O metamidofós é um veneno utilizado em culturas de algodão, amendoim, batata, feijão, soja, tomate para uso industrial e trigo. Mas a partir do dia 30 de junho de 2012, ele não poderá mais ser ministrado no país. A decisão foi tomada pela Agência Nacional de Vigilância Sanitária (Anvisa) no último dia 17 de janeiro, com base em um estudo elaborado pela Fundação Oswaldo Cruz (Fiocruz) que aponta os prejuízos do produto para a saúde humana. O metamidofós, segundo a Anvisa, mesmo em pequenas doses, provoca intoxicação e, a longo prazo, pode provocar danos ao processo de reprodução e também ao sistema nervoso, sobretudo do trabalhador rural, que tem contato mais direto com o veneno.
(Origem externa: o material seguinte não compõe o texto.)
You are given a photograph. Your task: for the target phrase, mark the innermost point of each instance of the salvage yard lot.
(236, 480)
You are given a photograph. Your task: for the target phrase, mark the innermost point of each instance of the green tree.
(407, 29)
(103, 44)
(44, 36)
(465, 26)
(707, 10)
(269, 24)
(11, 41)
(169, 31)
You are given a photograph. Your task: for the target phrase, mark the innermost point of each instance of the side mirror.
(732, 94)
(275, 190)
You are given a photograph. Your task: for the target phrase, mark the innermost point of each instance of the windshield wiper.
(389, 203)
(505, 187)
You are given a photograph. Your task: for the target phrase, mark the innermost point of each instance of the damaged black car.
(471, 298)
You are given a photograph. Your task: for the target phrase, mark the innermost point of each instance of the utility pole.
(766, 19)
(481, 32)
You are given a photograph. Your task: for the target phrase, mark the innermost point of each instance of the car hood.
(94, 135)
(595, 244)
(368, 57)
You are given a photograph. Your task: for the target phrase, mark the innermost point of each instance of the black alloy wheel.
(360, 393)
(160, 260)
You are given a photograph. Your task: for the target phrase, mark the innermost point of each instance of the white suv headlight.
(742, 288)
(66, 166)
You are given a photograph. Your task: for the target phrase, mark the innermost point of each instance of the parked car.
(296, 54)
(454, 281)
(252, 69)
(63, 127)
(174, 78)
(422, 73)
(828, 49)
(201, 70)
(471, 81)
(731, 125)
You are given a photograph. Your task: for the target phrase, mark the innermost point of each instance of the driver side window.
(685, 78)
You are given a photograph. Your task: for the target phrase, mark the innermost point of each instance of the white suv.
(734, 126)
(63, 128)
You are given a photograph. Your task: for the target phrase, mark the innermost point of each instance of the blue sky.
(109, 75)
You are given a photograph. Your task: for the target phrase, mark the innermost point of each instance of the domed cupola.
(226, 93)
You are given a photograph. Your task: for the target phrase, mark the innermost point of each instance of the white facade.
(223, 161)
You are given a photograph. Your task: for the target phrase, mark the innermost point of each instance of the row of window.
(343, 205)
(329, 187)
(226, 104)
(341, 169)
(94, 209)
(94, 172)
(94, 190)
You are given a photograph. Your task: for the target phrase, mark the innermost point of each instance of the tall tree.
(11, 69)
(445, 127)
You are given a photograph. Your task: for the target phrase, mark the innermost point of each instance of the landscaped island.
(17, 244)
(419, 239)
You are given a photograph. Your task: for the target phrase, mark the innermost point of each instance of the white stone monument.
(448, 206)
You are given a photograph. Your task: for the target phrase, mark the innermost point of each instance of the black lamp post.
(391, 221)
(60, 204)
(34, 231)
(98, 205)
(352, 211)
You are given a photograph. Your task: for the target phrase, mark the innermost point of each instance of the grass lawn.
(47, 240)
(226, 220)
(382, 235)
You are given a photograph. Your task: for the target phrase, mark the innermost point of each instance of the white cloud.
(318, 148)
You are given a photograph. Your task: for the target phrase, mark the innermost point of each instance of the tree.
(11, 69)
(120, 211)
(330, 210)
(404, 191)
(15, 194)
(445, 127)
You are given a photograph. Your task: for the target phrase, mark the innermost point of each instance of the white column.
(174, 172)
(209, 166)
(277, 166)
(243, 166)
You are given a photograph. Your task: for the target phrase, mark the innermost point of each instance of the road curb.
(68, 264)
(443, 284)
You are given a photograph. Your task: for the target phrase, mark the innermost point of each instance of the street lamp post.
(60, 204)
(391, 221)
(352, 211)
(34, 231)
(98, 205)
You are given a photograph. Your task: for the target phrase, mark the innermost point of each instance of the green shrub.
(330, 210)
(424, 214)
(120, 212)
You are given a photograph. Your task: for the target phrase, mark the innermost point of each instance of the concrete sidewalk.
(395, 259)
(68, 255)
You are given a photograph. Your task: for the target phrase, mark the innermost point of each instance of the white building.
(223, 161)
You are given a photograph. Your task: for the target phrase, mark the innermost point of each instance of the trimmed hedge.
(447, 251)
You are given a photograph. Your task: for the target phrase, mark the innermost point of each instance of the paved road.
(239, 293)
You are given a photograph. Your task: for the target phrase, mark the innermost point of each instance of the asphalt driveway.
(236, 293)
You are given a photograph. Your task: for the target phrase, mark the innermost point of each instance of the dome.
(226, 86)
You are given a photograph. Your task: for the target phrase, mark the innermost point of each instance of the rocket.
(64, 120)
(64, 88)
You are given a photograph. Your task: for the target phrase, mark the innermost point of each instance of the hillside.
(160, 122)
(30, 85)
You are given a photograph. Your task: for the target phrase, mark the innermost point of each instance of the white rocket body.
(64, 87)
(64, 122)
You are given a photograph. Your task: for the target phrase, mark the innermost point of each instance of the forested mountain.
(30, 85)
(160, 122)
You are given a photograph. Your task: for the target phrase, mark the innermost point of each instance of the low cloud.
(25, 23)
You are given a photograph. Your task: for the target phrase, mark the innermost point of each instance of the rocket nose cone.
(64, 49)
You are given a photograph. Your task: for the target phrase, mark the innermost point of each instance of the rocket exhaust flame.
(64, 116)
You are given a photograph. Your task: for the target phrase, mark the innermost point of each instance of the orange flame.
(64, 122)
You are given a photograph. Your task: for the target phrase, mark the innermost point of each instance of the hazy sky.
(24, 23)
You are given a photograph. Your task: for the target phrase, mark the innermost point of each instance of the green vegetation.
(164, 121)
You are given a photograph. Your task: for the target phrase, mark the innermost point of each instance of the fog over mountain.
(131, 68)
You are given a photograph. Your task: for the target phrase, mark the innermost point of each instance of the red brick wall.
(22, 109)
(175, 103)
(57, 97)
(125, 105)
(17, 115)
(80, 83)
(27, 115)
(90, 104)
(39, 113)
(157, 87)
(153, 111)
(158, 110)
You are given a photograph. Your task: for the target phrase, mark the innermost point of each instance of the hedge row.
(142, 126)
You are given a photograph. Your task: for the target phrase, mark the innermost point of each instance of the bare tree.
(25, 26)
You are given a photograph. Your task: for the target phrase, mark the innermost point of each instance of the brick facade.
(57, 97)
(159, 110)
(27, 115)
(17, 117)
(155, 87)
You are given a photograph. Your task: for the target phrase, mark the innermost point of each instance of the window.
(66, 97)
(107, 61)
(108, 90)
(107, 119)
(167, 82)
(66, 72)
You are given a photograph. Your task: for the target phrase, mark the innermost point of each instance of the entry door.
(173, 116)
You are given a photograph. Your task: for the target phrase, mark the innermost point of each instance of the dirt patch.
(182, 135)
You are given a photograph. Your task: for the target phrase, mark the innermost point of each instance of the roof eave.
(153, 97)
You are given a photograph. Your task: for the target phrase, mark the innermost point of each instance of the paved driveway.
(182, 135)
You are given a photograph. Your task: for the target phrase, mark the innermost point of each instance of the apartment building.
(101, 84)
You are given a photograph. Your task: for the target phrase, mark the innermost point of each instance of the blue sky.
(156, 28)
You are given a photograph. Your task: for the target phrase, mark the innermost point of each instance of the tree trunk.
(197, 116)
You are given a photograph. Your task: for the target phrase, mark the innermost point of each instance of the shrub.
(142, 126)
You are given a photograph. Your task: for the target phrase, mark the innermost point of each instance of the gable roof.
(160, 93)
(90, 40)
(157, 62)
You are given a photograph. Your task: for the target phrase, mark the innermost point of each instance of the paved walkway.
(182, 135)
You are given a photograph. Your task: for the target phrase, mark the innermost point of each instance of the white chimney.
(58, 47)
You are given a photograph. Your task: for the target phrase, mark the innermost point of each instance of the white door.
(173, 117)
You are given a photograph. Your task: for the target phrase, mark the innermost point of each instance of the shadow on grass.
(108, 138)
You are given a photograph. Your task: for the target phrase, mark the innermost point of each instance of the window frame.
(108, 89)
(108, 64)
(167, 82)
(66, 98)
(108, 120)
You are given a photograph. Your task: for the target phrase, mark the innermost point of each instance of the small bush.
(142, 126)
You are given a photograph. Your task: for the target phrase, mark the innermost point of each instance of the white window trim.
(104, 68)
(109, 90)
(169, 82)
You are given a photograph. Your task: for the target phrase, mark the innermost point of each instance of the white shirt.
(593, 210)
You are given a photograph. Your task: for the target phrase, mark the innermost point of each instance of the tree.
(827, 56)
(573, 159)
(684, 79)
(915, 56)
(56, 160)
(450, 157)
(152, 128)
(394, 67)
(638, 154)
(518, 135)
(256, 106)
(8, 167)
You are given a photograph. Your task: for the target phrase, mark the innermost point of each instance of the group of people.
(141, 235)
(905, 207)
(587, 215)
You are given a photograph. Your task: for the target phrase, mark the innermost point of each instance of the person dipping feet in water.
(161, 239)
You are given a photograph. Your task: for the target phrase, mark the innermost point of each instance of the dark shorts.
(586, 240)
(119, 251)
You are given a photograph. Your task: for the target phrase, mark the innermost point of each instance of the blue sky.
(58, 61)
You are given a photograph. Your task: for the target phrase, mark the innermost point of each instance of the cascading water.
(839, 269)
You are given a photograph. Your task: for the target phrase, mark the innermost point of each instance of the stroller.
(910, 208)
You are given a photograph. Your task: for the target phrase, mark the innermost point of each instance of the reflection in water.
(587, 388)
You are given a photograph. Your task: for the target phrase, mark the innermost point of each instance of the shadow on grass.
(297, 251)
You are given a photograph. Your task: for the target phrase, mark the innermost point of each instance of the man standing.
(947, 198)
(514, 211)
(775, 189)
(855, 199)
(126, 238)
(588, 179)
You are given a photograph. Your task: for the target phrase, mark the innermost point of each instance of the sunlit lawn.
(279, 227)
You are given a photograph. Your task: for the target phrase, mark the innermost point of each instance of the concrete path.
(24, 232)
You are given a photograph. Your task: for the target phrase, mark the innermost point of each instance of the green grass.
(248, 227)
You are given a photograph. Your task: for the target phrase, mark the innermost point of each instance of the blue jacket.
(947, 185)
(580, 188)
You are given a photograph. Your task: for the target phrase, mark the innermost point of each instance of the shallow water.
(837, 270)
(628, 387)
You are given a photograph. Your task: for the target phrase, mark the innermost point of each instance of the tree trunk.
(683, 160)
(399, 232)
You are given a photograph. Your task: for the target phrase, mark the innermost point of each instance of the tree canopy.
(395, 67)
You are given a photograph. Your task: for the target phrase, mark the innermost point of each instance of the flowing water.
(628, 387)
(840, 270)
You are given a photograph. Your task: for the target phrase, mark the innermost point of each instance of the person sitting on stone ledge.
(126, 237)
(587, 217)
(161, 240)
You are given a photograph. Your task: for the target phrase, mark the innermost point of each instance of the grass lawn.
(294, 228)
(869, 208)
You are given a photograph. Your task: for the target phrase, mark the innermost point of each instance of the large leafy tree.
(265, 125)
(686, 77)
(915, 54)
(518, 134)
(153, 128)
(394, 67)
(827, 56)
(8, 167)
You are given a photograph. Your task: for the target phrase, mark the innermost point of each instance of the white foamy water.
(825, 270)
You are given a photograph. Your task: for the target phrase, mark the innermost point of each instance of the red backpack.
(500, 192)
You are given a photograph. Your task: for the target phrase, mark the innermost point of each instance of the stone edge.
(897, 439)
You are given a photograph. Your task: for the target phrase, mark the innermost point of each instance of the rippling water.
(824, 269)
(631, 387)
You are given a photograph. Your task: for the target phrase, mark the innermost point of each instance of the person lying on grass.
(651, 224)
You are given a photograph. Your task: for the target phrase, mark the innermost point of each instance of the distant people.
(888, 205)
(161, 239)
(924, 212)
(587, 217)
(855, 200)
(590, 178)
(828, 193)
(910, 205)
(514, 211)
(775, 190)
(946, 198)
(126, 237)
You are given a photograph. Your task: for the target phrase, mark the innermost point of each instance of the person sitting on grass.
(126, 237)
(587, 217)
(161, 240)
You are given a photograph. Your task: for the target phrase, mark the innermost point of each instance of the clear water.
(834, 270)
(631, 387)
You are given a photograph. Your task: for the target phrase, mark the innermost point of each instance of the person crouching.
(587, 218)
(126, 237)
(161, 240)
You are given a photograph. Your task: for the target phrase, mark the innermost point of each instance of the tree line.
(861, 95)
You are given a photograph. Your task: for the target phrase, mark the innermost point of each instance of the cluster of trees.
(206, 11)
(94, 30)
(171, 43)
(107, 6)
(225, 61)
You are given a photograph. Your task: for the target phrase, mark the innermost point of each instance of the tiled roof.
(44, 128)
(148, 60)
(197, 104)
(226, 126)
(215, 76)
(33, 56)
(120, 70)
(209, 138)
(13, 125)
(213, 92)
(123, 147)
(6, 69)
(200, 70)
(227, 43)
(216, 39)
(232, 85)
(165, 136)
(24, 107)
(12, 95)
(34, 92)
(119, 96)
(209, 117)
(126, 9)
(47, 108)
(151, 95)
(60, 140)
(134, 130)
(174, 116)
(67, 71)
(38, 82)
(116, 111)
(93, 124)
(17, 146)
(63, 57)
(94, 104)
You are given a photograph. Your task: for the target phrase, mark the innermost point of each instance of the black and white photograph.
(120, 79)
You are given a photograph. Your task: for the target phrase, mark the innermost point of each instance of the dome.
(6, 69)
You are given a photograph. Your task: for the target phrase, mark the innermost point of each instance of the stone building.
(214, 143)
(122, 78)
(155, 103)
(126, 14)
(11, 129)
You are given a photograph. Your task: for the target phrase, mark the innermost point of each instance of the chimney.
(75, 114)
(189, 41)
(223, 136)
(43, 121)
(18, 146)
O produto já é proibido na União Europeia, China, Japão, Paquistão, Indonésia, Costa do Marfim e Samoa. “As empresas tentaram impedir pela via judicial o trabalho da Anvisa de reavaliação de 14 ingredientes ativos e não apenas do metamidofós.Tivemos que derrubar várias liminares, eles queriam manter os produtos como estão no mercado. Mas nós convencemos os juízes de que nossa razão de existir é esta”, conta o gerente geral de toxicologia da Agência, Luis Cláudio Meireles.
Em 2002, o produto já havia sido reavaliado pela Anvisa, que decidiu por excluir alguns cultivos da lista de culturas permitidas de serem tratadas com metamidofós. Nessa ocasião, a Agência também proibiu a aplicação costal do produto, situação em que o trabalhador utiliza um borrifador instalado nas costas. De lá para cá, novos estudos foram feitos e a ciência comprovou que o veneno era mais tóxico do que se imaginava. Luis Claudio explica que Anvisa, quando decide reavaliar um produto, o coloca em consulta pública para que os setores interessados possam se manifestar. “A saúde é sempre colocada como o patinho feio da história. Fazem parecer que nós queremos atrapalhar o desenvolvimento. Mas felizmente temos conseguido sustentar nosso trabalho, porque acho que esse tema tem um impacto muito positivo na sociedade, que olha o agrotóxico com muita desconfiança. E tem que olhar mesmo porque estamos falando de substâncias tóxicas”, afirma.
Outro modelo agrícola
“Se há uma substância tóxica, a Anvisa tem que acompanhar. O ideal era que tivéssemos uma agricultura que não necessitasse dessas substâncias, mas hoje, infelizmente, ela é dependente. Agora, é preciso ir substituindo para aquelas menos tóxicas, tirando aquelas mais graves e reduzindo ao máximo, além de ir entrando com outras técnicas de produção agrícola”, observa Luis Claudio. Ele conta também que a Anvisa tem trabalhado no registro de produtos para a agricultura orgânica, que são de baixa toxicidade.
Para o professor-pesquisador da Escola Politécnica de Saúde Joaquim Venâncio (EPSJV/Fiocruz), André Burigo, a decisão da Anvisa é importante para mostrar que o modelo de desenvolvimento adotado atualmente precisa ter limites. “O interessante é que na própria consulta pública se percebe que as manifestações contrárias ao banimento são muito embasadas no argumento do impacto que terá a medida no setor produtivo, na cultura do algodão, da soja, dizendo como esse é um veneno importante. Então, mesmo quem defende esse modelo de desenvolvimento e produção aponta a contradição de como esse modelo é dependente do veneno e fica vulnerável frente a uma proibição”, diz.
André observa que não é, portanto, apenas o movimento agroecológico que aponta que o atual modelo hegemônico agrícola é químico-dependente. “Isso não é uma fala apenas do movimento agroecológico, mas está presente na fala de quem defende este mesmo modelo”, reforça.
Além do metamidofós, outras oito substâncias utilizadas na agricultura estão sendo analisadas pela Anvisa. Luis Claudio ressalta que a população em geral e os cientistas devem contribuir para embasar as decisões da Anvisa. “É muito importante que movimentos sociais, pesquisadores e populações que muitas vezes são prejudicadas se manifestem sobre os produtos em consulta pública”, convida.